BVI suffering from ‘huge brain drain’
Sharie DeCastro, an educator, has raised concern that the British Virgin Islands (BVI) has been ‘suffering from a huge brain drain’.
Brain drain, in this context, means that many highly trained or qualified people have been leaving the territory to work in other countries usually for better pay or living conditions.
To help curb the situation, DeCastro called for what she described as simple and immediate solutions such as making ‘salary equivalent to specialty’.
She also urged the authorities to ‘stop favoritism in appointment and promotion’.
DeCastro, who also is a member of the Opposition Virgin Islands Party, noted the impact of a ‘huge brain drain’ on the BVI.
“The effects include, but are not limited to: loss of tax revenue, loss of potential future entrepreneurs, a shortage of important skilled workers… loss of innovative ideas, loss of the country’s investment in education, [and] the loss of critical health and education services,” she said in a post on social networking site Facebook.
DeCastro further reasoned that what she called the exodus of educated or professional natives of the BVI ‘may lead to loss of confidence in the economy, which will cause persons to desire to leave rather than stay’.

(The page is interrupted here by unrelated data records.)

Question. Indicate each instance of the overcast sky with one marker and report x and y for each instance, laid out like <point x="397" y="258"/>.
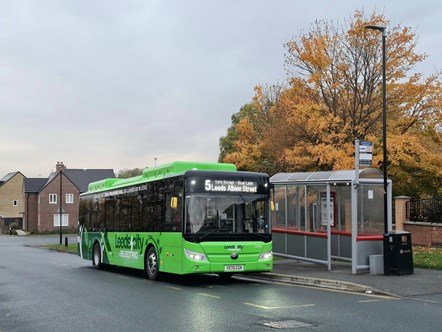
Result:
<point x="116" y="84"/>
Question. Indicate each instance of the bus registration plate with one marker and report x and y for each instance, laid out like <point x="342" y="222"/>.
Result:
<point x="233" y="268"/>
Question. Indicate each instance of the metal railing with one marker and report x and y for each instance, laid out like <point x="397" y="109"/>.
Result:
<point x="425" y="210"/>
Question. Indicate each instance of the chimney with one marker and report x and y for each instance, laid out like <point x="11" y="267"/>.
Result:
<point x="60" y="166"/>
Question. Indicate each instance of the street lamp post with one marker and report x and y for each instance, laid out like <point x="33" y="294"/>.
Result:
<point x="384" y="132"/>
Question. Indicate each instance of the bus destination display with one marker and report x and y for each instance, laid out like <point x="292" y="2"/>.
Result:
<point x="230" y="186"/>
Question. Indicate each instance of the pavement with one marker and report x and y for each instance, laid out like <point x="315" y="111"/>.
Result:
<point x="421" y="283"/>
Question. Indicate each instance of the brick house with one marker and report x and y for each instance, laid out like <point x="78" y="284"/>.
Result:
<point x="11" y="201"/>
<point x="45" y="197"/>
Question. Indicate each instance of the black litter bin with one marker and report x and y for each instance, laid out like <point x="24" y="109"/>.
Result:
<point x="398" y="253"/>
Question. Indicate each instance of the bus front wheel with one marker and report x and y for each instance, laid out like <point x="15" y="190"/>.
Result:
<point x="152" y="264"/>
<point x="96" y="257"/>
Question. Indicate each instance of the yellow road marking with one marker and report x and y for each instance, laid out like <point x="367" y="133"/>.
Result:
<point x="282" y="307"/>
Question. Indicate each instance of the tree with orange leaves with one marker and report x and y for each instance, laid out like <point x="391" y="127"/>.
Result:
<point x="335" y="97"/>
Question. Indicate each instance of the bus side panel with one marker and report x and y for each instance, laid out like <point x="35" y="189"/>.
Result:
<point x="170" y="250"/>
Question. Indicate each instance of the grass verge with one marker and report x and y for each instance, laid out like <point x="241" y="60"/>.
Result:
<point x="427" y="257"/>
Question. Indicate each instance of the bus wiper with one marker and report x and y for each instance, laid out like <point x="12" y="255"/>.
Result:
<point x="261" y="235"/>
<point x="216" y="230"/>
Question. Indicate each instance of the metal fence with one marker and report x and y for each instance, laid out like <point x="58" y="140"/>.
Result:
<point x="425" y="210"/>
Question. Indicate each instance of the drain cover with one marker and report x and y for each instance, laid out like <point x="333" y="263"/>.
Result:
<point x="287" y="324"/>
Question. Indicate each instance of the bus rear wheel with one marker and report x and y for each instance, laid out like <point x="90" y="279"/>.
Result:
<point x="152" y="264"/>
<point x="96" y="257"/>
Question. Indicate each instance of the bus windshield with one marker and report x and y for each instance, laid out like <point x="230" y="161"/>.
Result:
<point x="213" y="215"/>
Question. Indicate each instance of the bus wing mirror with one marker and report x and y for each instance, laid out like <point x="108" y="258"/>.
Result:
<point x="174" y="202"/>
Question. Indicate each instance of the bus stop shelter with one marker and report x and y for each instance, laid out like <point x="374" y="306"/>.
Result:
<point x="325" y="216"/>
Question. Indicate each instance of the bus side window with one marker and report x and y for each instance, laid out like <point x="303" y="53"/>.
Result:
<point x="174" y="210"/>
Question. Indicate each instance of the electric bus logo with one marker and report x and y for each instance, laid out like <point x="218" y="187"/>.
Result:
<point x="234" y="247"/>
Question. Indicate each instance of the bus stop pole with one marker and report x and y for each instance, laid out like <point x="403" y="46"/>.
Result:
<point x="354" y="212"/>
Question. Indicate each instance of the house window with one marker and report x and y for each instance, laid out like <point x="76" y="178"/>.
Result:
<point x="69" y="198"/>
<point x="52" y="198"/>
<point x="57" y="219"/>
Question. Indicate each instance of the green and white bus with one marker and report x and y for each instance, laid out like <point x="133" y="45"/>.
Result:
<point x="182" y="218"/>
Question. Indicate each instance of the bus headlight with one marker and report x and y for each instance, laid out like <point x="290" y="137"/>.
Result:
<point x="195" y="256"/>
<point x="265" y="255"/>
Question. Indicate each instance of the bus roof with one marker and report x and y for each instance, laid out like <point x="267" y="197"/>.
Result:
<point x="158" y="172"/>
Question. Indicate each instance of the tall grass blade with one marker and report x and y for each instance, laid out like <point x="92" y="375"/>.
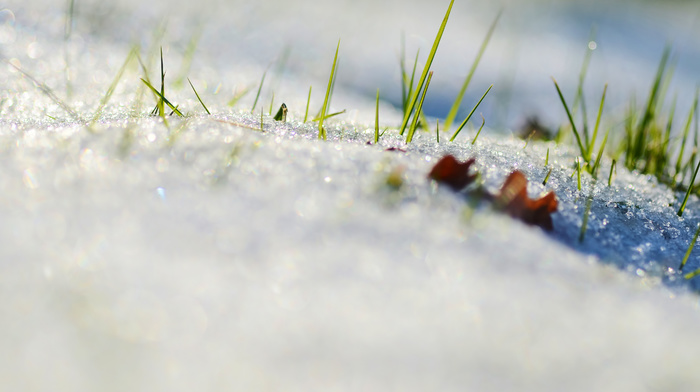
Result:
<point x="596" y="165"/>
<point x="165" y="100"/>
<point x="584" y="152"/>
<point x="308" y="101"/>
<point x="322" y="131"/>
<point x="414" y="97"/>
<point x="282" y="113"/>
<point x="686" y="131"/>
<point x="376" y="120"/>
<point x="612" y="167"/>
<point x="113" y="86"/>
<point x="470" y="114"/>
<point x="458" y="100"/>
<point x="597" y="120"/>
<point x="414" y="124"/>
<point x="640" y="142"/>
<point x="198" y="97"/>
<point x="483" y="122"/>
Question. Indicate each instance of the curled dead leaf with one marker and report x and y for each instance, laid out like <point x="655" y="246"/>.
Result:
<point x="514" y="201"/>
<point x="449" y="171"/>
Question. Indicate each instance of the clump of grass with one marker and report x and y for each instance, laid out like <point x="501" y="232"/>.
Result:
<point x="414" y="124"/>
<point x="161" y="101"/>
<point x="413" y="97"/>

Meanwhile, during a job expo in October 2015, Minister of Labour Dr Kedrick Pickering noted that 60.7% of the BVI’s labour force comprises expatriates, who should only be allowed to fill vacancies that locals are not available to take up.
“In any context, what that means, is that this country has over-employment. So it is not fair enough for anybody to say that they can’t find a job,” Dr Pickering further told persons at the job expo.
Furthermore, Minister of Health and Social Development Ronnie Skelton, on several occasions, urged BVI natives who have gone overseas to study or work to return to their homeland and fill vacancies in the public healthcare sector.